Büyükannem ve büyükbabam beni Colorado Springs’in yaklaşık otuz dakika dışındaki Kara Orman adlı küçük bir Colorado kasabasında büyüttüler. Ailem evlatlık olduğumu benden hiç saklamamıştı.
Annem, beni görür görmez onlarla birlikte olmam gerektiğini, kaderinde annem olacağının yazıldığını söylemişti. Üç yaşındayken elbette itiraz etmedim. Hatta o yaşa dair bir şey hatırladığım söylenemezdi.
Ailemi çok ama çok seviyordum. Babam beyin cerrahı, annem ise bir avukattı, yani onun izinden gitmiştim. Ne var ki ben on iki yaşındayken bir araba kazasında öldüler. Sonrasında büyükannem ve büyükbabam beni yanlarına aldılar.
Bana yüklü bir miras kaldığı için hayatımın geri kalanında hiçbir şeye ihtiyaç duymayacaktım. Yine de kendim için daha fazlasını istiyordum, bu da evde kalma arzumun önüne geçti. Hayattan paradan daha fazlasını istiyordum. Colorado’dan ayrılıp Kaliforniya Üniversitesi Hukuk Fakültesi’ne girdim. Daha sonra Los Angeles’ta bir hukuk firmasında yükseldim.
Ama artık eve dönmeliydim.
Büyükbabam çok üzgündü. Ben çok üzgündüm. Büyükannem ve benim geçen Noel’de turta yaparken çekilmiş fotoğrafımızı düşündüm; her tarafımız un içinde, aptal gibi sırıttığımız fotoğraf.
Yüzüme düşen gözyaşlarını sildim.
Eve gidiyordum. Vakit gelmişti. İstifamı verip evimi tamamen boşalttım. Şimdiye kadar uzun bir yol kat etmiştim, daha da edecektim.
Kahvaltı için bir lokantada durdum. Daha önce büyükannem ve büyükbabamı ziyarete gittiğimde de bu lokantaya uğramıştım. Fransız usulü tostları aşırı lezzetliydi. Ayrıca bugüne kadar içtiğim en iyi kahveyi de burası yapıyordu. İkinci fincanı da bitirip ne olur ne olmaz tuvalete gittikten sonra, eve dönüş yolculuğumun son ayağını bitirmeye hazırdım.

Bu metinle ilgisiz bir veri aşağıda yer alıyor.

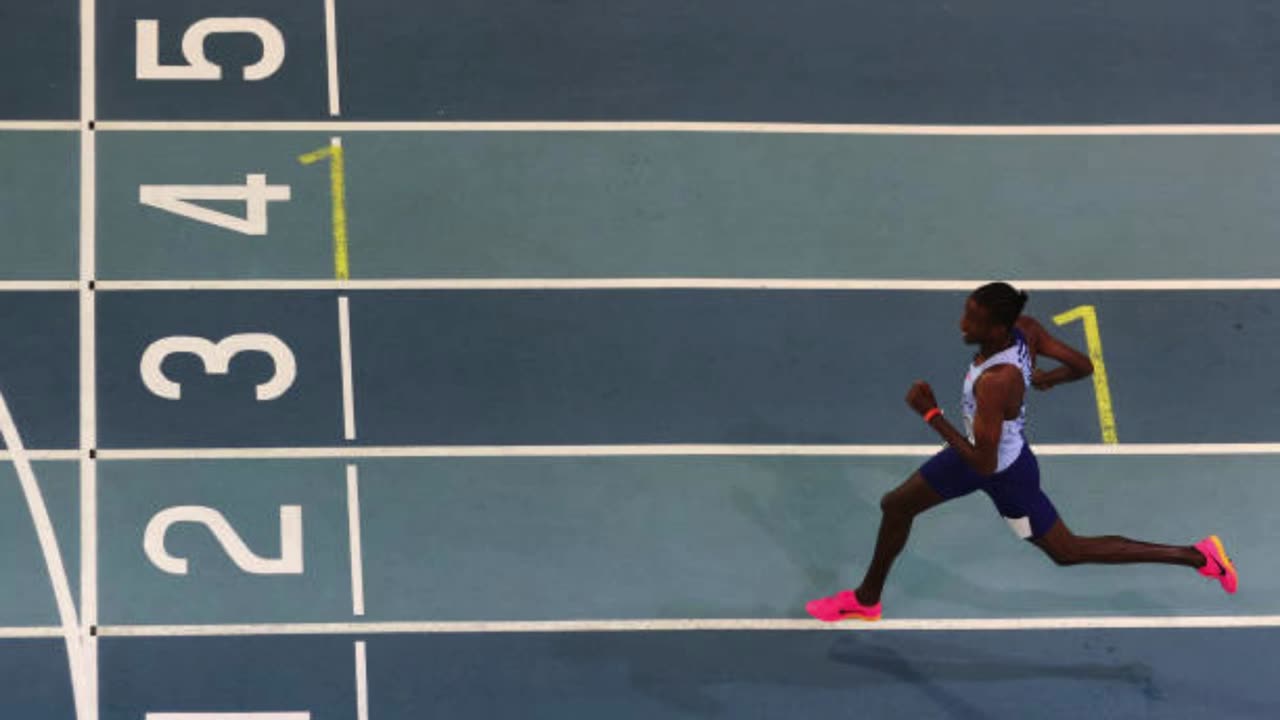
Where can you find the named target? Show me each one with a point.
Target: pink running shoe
(1217, 564)
(841, 606)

Ev kelimesini ne söylerken ne de düşünürken rahat olacağımı tahmin edebilirdim ama gelin görün ki bir şekilde Kara Orman’a yaklaştıkça daha sakinleşmiş hissediyordum.
Garip, değil mi? Uzun bir tatile çıktıktan sonra nihayet eve döndüğünüzdeki gibi. İçeri girip derin bir nefes aldığınızda evde olmanın ne kadar güzel olduğunu fark edersiniz. Açılması gereken tüm bavullar ve yapılması gereken işler bir kenara: Tek ihtiyacınız olan gevşeyip evin sessizliğinin ve rahatlığının tadını çıkarmaktır.
Tanrım, bana neler oluyor? Sanırım araba yolculuğu beni yordu.
Bazen iyi bazen kötü şeyler olsa da her zaman vücudunuzun size söylediklerine kulak vermelisiniz. Bana sık sık vücudun beyinden daha iyi bildiğini söylerdi.
Beyin düşünür, beden ise duyguları deneyimler. Kişi bu duyguları dinlemelidir çünkü beyin, sizi başınıza gelebilecek en iyi şeylerden vazgeçirebilir ya da tehlikeye sürükleyebilir.
Büyükannem bedenimi ve duygularımı dinlemeyi öğrenmem gerektiğini söylemişti.
Onu hatırladıkça gözlerim yaşlarla doldu.
Nihayet kasabayı gördüm. Pek değişmemişti. İşyerleri yenilenmiş ve ana caddenin sonuna bir park eklenmişti.
Duvarlara tırmanıp parkta oynayan çok sayıda çocuk gördüm. Yan taraftaki çim alanda bir açık hava yoga dersi vardı.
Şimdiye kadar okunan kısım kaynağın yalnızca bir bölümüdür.